TAIPEI – A project to digitize and restore the blueprints and design documents of seven major railway stations built by Japan during its 50-year colonial rule of Taiwan has been completed, authorities announced Tuesday.
National Cheng Kung University architecture professor Liou Shuenn-ren, the leader of the one-year project, said his team scanned around 430 pages of building maps of the seven stations.
The stations are located respectively in the cities of Keelung, Taipei and Hsinchu in northern Taiwan, Taichung and Chiayi in central Taiwan, and the southern cities of Kaohsiung and Tainan.
Liou said that while the Japanese built around 230 railway stations all over Taiwan during its colonial rule, fewer than 30 still stand today.

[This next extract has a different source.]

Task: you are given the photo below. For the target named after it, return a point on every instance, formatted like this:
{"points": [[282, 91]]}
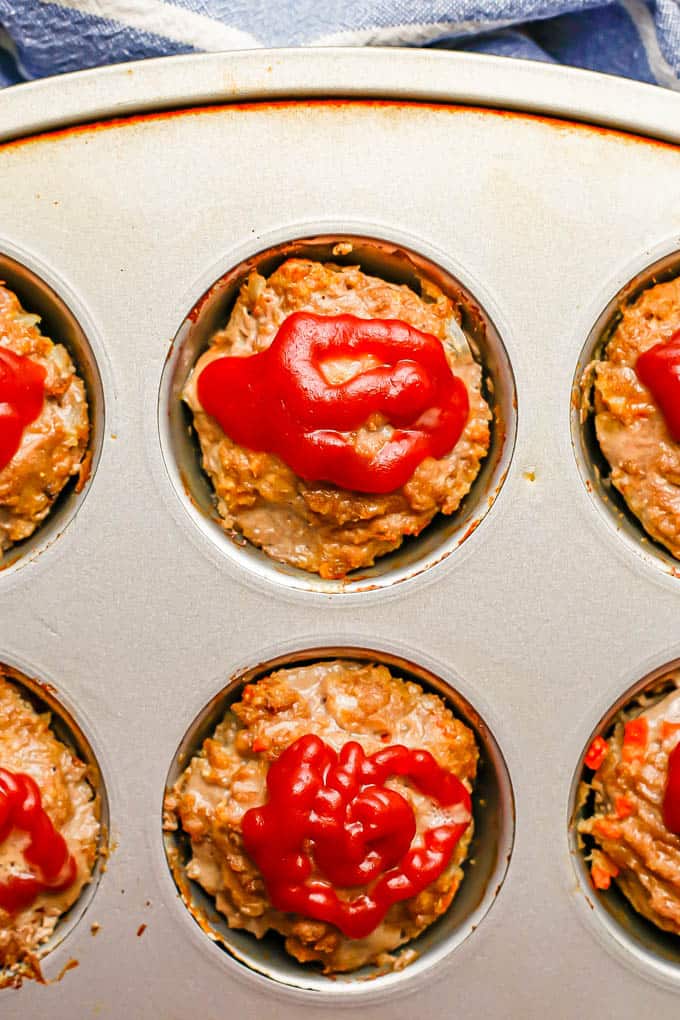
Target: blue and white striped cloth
{"points": [[637, 39]]}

The documents that were processed are among some 5,000 blueprints of all the stations that were discovered in 1988 at the then-disused Japanese Railway Administration Building close to Taipei railway station.
Liou said his team has applied to the Bureau of Cultural Heritage under the Ministry of Culture for more funding to cover the digitization of stations in small towns.
Tsai Fei-wen, who is in charge of a team of students responsible for maintaining and repairing the delicate paper drawings, said that the most difficult piece to handle was that of the first floor of the Tainan station.
Tsai, a professor of conservation of cultural relics and museology at Tainan National University of Arts, said her team spent about a month repairing the drawing that was in poor shape.
Tsai’s team repaired 11 damaged blueprints and completed the cleaning of more than 300 more.
The digital images of the design drawings will be stored on cloud servers at the National Railway Museum, which is scheduled to open to the public in 2020.